Well, then I started to go back into my lull. Saying things I want to do are “annoyers” seems like just a verbal trick. Nothing to see here…but then Knight goes on
It is our nature to “travel afar to seek disquietude,” and “’tis distance lends enchantment to the view.” It cannot be maintained that civilization itself makes men “happier” than they are in savagery. The purpose of education is certainly not to make anyone happy; its aim is rather to raise problems rather than solve them; the association of sadness and wisdom is proverbial, and the most famous of wise men observed that “in much wisdom is much grief, and he that increaseth knowledge increaseth sorrow.” Thus the pursuit of the “higher things” and the crasser indulgences are alike failures if the test is happiness.

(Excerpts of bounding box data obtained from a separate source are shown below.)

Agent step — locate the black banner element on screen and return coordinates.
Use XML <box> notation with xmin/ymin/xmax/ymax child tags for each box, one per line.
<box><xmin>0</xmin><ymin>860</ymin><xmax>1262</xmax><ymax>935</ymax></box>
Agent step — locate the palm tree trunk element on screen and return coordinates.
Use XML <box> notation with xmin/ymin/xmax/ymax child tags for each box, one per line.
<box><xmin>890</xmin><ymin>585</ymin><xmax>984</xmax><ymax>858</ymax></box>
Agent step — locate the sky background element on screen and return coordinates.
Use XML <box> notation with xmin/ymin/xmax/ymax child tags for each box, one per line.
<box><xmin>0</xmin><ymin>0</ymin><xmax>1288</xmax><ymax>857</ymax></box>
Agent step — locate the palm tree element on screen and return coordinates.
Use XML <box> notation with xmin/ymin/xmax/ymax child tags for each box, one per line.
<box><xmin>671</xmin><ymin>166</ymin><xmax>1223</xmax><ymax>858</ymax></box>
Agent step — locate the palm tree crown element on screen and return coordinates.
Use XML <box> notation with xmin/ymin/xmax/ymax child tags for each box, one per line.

Oh my. The pursuit of higher things…all those Great Books…is a miserable failure if the test is happiness. Knight continues:
But the test is not happiness. And by this we do not mean that it ought not to be but the simple fact that that is not what men want. It is a stock and conclusive objection to utopias that men simply will not live in a world where everything runs smoothly and life is free from care. We all recall William James’ relief at getting away from Chatauqua. A man who has nothing worry about immediately busies himself in creating something, gets into some absorbing game, falls in love, prepares to conquer some enemy or hunt lions or the North Pole or what not. We recall also the case of Faust, that the Devil himself could not invent escapades and adventures fast enough to give his soul one moment’s peace. So he died, seeking and striving, and the Angel pronounced him thereby “saved”…

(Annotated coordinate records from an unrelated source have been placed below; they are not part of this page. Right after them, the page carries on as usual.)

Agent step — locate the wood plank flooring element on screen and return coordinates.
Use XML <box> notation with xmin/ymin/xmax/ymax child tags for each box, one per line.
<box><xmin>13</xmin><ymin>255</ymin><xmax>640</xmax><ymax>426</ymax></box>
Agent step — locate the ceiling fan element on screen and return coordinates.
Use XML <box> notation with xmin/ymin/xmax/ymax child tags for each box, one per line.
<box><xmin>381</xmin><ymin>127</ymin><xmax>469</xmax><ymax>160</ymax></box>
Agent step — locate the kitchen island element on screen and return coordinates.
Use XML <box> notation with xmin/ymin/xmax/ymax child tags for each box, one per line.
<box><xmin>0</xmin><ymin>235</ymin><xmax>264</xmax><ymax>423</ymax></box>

Can this possibly be right? If you found yourself happy, would you really immediately invent a problem just to give yourself a better life than the one of being happy? If you lived in Eden, would you eat the fruit just to get out of the place?
The pleasure philosophy is a false theory of life; there abide pain, grief and boredom: these three; and the greatest of these is boredom.
Would we all really prefer pain and grief to the boredom of happiness? I want to say the answer is obviously not….but….but….well…
I can rescue all this by simply asserting that I derive happiness from my futile struggle to read (and read again) every book worth reading. The problem is easily solved by simply asserting the happiness is your goal by definition, so whatever you do is by definition aimed at bringing you happiness. So, creating problems for myself, striving to be better, learning new things do indeed bring me pleasure.
However, no matter how much I try to define things this way, the problem still remains. I know that while I would like to finish the collected works of Wodehouse, while I enjoy steadily plugging away at this, I will not be happy when I finally do so. After all, as soon as Wodehouse is done, the collected works of Charles Dickens and Sir Walter Scott beckon. The more I read, the more I discover I want to read. So does the continual striving after an unattainable goal make me happy? Why? Shouldn’t reaching the goal make me happy?
Would I prefer to be insane and happy? Not in the least. Is Knight correct that we do not want to be happy? I don’t think that is right, but I cannot figure out where he is in error.